Linux kernel 3.6 has been released. There are new features in Btrfs: subvolume quotas, quota groups and snapshot diffs (aka “send/receive”). It also includes support for suspending to disk and memory at the same time, a TCP “Fast Open” mode, a “TCP small queues” feature to fight bufferbloat; support for safe swapping over NFS/NBD, support for the PCIe D3cold power state; and VFIO, which allows safe access from guest drivers to bare-metal host devices. Many small features and new drivers and fixes are also available. Here’s the full list of changes
One of the most interesting changes, from a “philosophical” point of view, is VFIO, because it allows to create safe and fast user-space drivers. So people who likes microkernels don’t even need to write a OS from scratch to do experiments.
Does that mean you can write drivers that don’t need to be compiled for each kernel?
I’m not sure yet, I’ve seen people ask the same thing in an other forum, but no1 answered.
I believe it is meant for virtualization. To allow a virtual machine fast/direct access to a certain piece of hardware (like a dedicated networking chip).
First of all you’d need hardware which supports isolation userspace processes to a certain piece of I/O memory (DMA).
Here is the documentation by the author:
https://github.com/awilliam/linux-vfio/blob/next/Documentation/vfio….
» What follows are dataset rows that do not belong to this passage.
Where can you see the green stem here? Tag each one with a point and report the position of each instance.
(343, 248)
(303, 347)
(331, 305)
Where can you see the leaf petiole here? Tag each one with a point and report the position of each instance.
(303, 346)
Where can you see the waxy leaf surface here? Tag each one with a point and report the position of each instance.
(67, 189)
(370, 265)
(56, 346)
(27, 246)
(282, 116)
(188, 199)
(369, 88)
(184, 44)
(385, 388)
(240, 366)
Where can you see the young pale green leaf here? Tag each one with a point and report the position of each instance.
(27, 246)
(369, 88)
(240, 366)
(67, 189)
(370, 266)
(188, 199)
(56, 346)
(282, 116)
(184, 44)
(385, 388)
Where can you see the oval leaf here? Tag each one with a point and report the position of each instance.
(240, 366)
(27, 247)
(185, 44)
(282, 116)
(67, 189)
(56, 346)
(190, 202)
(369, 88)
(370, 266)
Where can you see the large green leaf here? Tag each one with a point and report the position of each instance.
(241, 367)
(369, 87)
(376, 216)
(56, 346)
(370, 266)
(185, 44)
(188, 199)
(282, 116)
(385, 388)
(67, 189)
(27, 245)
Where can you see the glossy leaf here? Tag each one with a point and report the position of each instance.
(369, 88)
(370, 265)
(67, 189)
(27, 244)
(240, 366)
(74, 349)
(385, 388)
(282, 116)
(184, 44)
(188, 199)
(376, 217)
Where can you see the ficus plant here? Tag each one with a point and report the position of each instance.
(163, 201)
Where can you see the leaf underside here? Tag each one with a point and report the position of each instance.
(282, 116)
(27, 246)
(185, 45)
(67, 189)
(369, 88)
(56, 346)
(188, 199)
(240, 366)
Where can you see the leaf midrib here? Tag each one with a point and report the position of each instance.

I wonder if it could be used for something like Netmap:
https://www.youtube.com/watch?v=SPtoXNW9yEQ
Edited 2012-10-01 22:28 UTC
These days we have things like Thunderbolt which exposes DMA space to external bus devices, so IO virtualization is not just for improving hypervisor performance anymore. We can’t continue treating DMA as a shared privileged resource. Each device needs its own isolated and untrusted address space, much like userspace. If the devices have their own DMA space, then their drivers no longer need to run in kernel mode, and supporting userspace drivers just becomes a matter of providing a syscall interface for allocating DMA space.